La fiducia – riflessione di don Davide Rota

    Che la fiducia non abbia mai goduto di buona fama, è evidente, se la sapienza popolare ha coniato il detto:Fidarsi è bene; non fidarsi è meglio. Ma che oggi la mancanza di fiducia stia diventando patologica, lo conferma il dilagare delle telecamere e degli infiniti altri mezzi di controllo della realtà, la crescente diffidenza nei confronti dell’altro, il culto ossessivo della privacy, la difesa accanita del proprio spazio vitale…E’ come se la gente non capisse o non volesse più capire più una verità così evidente da essere elementare e cioè che è la fiducia è la condizione per una vita generosa e serena; che senza personale e reciproca fiducia sarebbe impossibile agli uomini di comunicare, collaborare, interagire tra di loro…in una parola di vivere.

    Che è la fiducia (fede) in Dio buono e provvidente la garanzia della sostanziale bontà del mondo: “Dio vide quanto aveva fatto, ed ecco, era cosa molto buona” (Gen 1,31). Che dire “Mi fido di te” significa vedere l’altro come buono, rinunciando a esigere troppe prove o garanzie, accettando il rischio di dirgli, ma anche di sentirsi dire le più belle parole del mondo: “Ti voglio bene, ti amo”. Certo fidarsi non è né facile, né spontaneo, ma difficile e rischioso: esige una buona dose di coraggio cioè il contrario del cinismo intellettuale di W. Faulkner: “Fidati solo dei cattivi. Quelli almeno non cambiano” o dell’ambiguo affetto agli animali “perché loro non ti tradiscono mai!” a cui corrisponde la crescente diffidenza nei confronti degli umani.

    Proprio perché è indispensabile come l’aria che respiriamo, la fiducia ha bisogno di qualità: deve essere semplice, ma non ingenua (“siate semplici come colombe, ma prudenti come serpenti” Mt 10,16); amante della verità e misericordiosa (“ciò che volete gli uomini facciano a voi, anche voi fatelo a loro” Lc 6,27). La fiducia esige capacità di discernimento (“Gesù non si fidava di loro perché li conosceva tutti e non aveva bisogno che qualcuno lo informasse sull’uomo” Gv 2,23-25) per offrirla in dono a buoni, giusti e generosi; per sottrarla a malvagi, ipocriti e disonesti; per restituirla a poveri, sofferenti e scoraggiati.
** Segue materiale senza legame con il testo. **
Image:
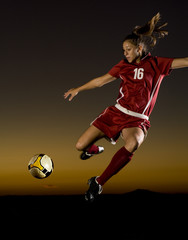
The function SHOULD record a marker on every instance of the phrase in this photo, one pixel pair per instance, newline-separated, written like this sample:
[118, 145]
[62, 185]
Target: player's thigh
[133, 138]
[91, 135]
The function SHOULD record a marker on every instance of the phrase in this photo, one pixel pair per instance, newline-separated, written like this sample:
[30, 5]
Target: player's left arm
[179, 63]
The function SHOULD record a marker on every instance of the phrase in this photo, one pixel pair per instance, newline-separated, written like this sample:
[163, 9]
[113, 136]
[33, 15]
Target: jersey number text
[138, 73]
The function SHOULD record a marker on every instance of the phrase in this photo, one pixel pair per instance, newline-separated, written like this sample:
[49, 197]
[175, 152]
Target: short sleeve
[114, 72]
[164, 65]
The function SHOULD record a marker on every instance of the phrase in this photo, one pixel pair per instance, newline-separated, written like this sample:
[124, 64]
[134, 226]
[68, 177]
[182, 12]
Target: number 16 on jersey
[138, 73]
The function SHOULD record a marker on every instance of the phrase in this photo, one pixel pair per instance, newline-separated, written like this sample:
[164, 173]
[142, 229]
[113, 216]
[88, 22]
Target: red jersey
[140, 82]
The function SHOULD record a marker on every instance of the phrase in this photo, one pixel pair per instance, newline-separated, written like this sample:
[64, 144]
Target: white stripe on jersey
[152, 94]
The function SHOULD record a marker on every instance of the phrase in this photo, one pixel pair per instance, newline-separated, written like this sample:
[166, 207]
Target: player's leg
[86, 142]
[133, 138]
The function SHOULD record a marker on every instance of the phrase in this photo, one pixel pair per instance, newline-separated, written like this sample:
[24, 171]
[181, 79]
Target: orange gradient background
[49, 48]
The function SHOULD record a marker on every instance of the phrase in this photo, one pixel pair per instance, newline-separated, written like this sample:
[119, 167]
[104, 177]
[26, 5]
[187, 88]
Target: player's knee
[133, 144]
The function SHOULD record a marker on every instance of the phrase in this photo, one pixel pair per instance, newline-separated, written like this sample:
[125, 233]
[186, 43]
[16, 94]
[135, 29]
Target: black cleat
[85, 155]
[94, 190]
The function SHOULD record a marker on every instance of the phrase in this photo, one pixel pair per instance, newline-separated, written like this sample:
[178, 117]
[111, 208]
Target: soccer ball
[40, 166]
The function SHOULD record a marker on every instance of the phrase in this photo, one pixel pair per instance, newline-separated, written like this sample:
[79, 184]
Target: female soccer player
[141, 75]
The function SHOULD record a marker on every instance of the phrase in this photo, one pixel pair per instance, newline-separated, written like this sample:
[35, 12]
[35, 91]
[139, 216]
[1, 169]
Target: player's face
[131, 52]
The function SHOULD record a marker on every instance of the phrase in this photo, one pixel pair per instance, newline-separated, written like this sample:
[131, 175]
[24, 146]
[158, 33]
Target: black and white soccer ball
[40, 166]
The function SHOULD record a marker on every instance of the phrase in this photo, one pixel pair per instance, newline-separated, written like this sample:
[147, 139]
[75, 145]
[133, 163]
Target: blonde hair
[148, 33]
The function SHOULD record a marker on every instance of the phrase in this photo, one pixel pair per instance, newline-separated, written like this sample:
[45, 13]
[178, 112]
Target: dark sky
[48, 47]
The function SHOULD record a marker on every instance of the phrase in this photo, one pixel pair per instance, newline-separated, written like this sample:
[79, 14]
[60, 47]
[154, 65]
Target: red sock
[93, 149]
[119, 160]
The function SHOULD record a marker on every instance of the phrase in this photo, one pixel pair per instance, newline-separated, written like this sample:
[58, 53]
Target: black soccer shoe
[94, 190]
[85, 155]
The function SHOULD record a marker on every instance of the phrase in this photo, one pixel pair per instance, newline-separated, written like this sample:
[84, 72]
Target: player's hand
[72, 92]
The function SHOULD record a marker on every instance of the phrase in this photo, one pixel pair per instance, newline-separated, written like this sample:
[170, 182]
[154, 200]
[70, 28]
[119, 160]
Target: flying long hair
[148, 33]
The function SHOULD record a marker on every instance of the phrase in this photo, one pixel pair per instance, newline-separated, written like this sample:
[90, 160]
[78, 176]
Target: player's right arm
[94, 83]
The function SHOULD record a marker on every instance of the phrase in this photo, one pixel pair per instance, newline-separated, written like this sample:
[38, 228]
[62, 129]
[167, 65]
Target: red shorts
[112, 121]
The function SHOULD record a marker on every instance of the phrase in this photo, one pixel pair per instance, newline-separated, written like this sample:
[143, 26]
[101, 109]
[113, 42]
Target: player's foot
[86, 155]
[94, 190]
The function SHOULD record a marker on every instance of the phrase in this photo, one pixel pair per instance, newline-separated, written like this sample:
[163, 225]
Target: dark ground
[136, 215]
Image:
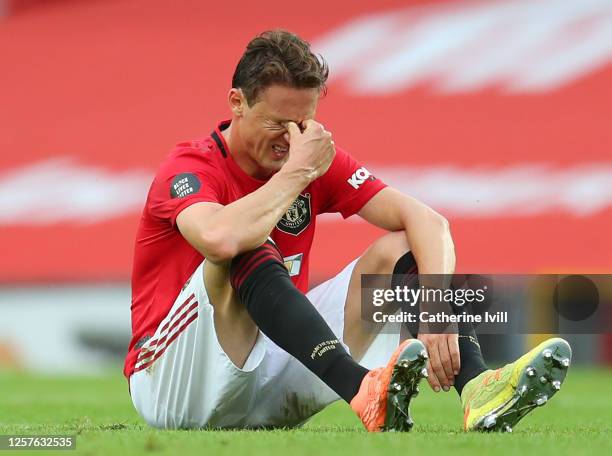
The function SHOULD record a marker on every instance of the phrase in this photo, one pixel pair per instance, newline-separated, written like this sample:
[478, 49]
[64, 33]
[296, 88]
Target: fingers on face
[292, 128]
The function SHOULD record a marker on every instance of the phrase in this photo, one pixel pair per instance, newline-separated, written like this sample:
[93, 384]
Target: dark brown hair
[278, 57]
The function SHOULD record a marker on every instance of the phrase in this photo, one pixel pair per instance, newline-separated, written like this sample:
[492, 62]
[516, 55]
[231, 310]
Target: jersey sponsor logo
[184, 184]
[359, 177]
[297, 217]
[293, 264]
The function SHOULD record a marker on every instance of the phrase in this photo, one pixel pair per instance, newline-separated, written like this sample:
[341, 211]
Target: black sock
[472, 362]
[290, 320]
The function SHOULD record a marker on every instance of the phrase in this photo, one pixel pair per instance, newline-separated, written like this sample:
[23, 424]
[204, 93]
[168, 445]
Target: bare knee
[382, 256]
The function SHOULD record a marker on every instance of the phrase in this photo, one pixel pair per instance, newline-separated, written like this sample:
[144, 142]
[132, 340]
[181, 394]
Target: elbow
[218, 247]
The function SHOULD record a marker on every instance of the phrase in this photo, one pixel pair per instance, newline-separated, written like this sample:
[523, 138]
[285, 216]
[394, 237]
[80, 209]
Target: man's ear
[237, 101]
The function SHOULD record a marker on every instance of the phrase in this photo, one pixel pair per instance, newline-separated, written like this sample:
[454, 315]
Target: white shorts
[184, 379]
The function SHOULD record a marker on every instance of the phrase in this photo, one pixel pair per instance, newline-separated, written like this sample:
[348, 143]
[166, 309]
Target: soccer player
[225, 331]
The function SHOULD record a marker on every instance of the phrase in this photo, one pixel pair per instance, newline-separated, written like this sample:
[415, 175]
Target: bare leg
[235, 329]
[379, 258]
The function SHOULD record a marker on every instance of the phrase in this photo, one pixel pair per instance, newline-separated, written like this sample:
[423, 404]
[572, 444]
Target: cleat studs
[530, 371]
[541, 400]
[490, 421]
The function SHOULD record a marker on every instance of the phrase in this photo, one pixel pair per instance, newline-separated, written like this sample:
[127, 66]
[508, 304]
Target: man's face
[263, 129]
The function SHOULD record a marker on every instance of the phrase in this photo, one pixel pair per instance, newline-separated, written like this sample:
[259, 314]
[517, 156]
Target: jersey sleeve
[179, 186]
[347, 185]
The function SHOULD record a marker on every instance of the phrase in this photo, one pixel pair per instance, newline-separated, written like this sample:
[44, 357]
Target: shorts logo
[359, 177]
[184, 184]
[297, 217]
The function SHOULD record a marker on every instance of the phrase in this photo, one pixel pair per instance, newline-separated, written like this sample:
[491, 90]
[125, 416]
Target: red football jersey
[204, 170]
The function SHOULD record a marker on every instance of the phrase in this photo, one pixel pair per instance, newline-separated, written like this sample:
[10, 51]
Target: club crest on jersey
[297, 217]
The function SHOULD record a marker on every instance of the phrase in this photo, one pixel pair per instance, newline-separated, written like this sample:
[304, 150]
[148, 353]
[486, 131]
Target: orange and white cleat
[383, 400]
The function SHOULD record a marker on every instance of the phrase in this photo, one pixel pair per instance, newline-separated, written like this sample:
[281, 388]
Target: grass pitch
[578, 420]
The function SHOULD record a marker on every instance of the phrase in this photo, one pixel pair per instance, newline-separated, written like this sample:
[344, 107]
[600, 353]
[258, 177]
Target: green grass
[577, 421]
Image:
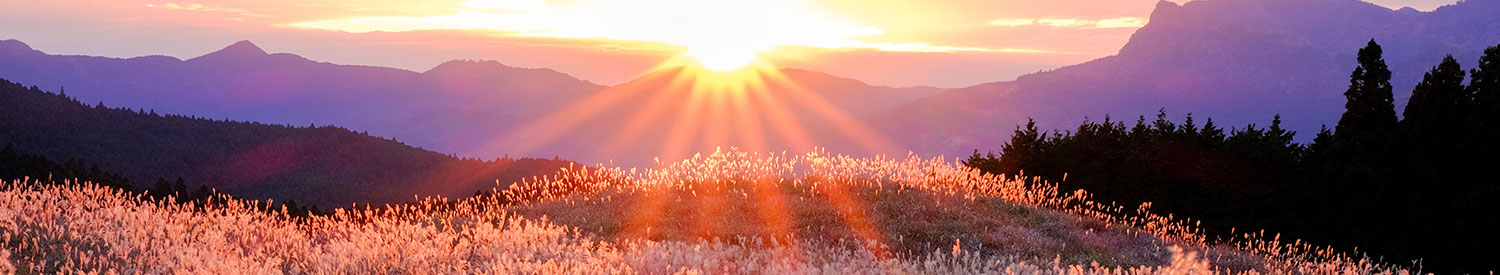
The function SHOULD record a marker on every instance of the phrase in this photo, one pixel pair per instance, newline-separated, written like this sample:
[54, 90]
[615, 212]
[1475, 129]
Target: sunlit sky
[896, 42]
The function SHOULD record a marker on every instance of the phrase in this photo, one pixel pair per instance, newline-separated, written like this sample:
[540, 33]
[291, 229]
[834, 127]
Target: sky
[891, 42]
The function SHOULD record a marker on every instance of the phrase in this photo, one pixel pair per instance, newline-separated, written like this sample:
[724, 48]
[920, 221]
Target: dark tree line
[1421, 187]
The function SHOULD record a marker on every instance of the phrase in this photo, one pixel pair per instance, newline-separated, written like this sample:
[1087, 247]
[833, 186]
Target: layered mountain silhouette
[314, 166]
[677, 111]
[245, 83]
[462, 107]
[1238, 62]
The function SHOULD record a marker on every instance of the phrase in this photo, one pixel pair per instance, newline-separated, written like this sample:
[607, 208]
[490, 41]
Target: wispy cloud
[203, 8]
[746, 26]
[1071, 23]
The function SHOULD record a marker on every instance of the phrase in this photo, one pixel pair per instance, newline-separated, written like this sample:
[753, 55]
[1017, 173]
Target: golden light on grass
[81, 229]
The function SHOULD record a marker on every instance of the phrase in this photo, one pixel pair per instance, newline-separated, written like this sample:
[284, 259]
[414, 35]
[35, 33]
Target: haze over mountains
[459, 107]
[1235, 60]
[326, 166]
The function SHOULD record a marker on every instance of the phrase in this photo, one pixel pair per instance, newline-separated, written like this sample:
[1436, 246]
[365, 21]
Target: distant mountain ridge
[1238, 62]
[456, 107]
[314, 166]
[242, 81]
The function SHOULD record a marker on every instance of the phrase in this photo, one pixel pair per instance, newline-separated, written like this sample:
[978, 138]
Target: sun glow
[722, 59]
[722, 35]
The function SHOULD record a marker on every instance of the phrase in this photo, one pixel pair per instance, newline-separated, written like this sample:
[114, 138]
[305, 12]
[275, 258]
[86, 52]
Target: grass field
[720, 212]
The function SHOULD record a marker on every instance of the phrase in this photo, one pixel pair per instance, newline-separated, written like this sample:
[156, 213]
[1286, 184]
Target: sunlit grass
[720, 212]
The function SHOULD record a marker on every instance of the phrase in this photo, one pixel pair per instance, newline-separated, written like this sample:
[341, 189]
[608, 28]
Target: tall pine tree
[1370, 116]
[1484, 90]
[1437, 105]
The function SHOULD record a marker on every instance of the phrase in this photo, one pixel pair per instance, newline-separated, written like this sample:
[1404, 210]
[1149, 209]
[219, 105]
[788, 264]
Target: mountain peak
[236, 51]
[11, 45]
[243, 47]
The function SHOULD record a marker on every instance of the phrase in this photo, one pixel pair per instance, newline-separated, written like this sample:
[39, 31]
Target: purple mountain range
[1235, 60]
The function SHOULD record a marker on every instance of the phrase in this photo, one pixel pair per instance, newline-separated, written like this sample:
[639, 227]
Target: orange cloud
[1071, 23]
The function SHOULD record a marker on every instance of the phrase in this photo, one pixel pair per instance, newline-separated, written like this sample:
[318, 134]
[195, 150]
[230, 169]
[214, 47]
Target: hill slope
[1235, 60]
[324, 166]
[458, 107]
[246, 83]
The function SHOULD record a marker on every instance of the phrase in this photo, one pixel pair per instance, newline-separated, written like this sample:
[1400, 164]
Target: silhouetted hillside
[317, 164]
[1419, 187]
[1235, 60]
[246, 83]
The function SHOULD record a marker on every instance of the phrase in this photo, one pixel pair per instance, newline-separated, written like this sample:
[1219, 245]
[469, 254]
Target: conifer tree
[1484, 90]
[1368, 111]
[1437, 102]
    Essa va rinnovata continuamente, ma soprattutto va costruita su un fondamento solido: ce lo indica Geremia che se da una parte mette in guardia dal fidarsi di sé (“Maledetto l’uomo che confida nell’uomo e pone nella carne il suo sostegno”) dall’altra esorta a riporre la propria fede dell’Unico che ne è degno in modo totale e incondizionato: “Benedetto l’uomo che confida nel Signore. Egli è come un albero piantato lungo l’acqua, verso la corrente stende le radici, non smette di produrre frutti” Ger 17,5ss. Solido fondamento che fa di noi persone fiduciose e fedeli cioè affidabili, capaci di dare e degne di ottenere il dono non solo della fiducia, ma anche delle sue due inseparabili compagne: la speranza e l’amore.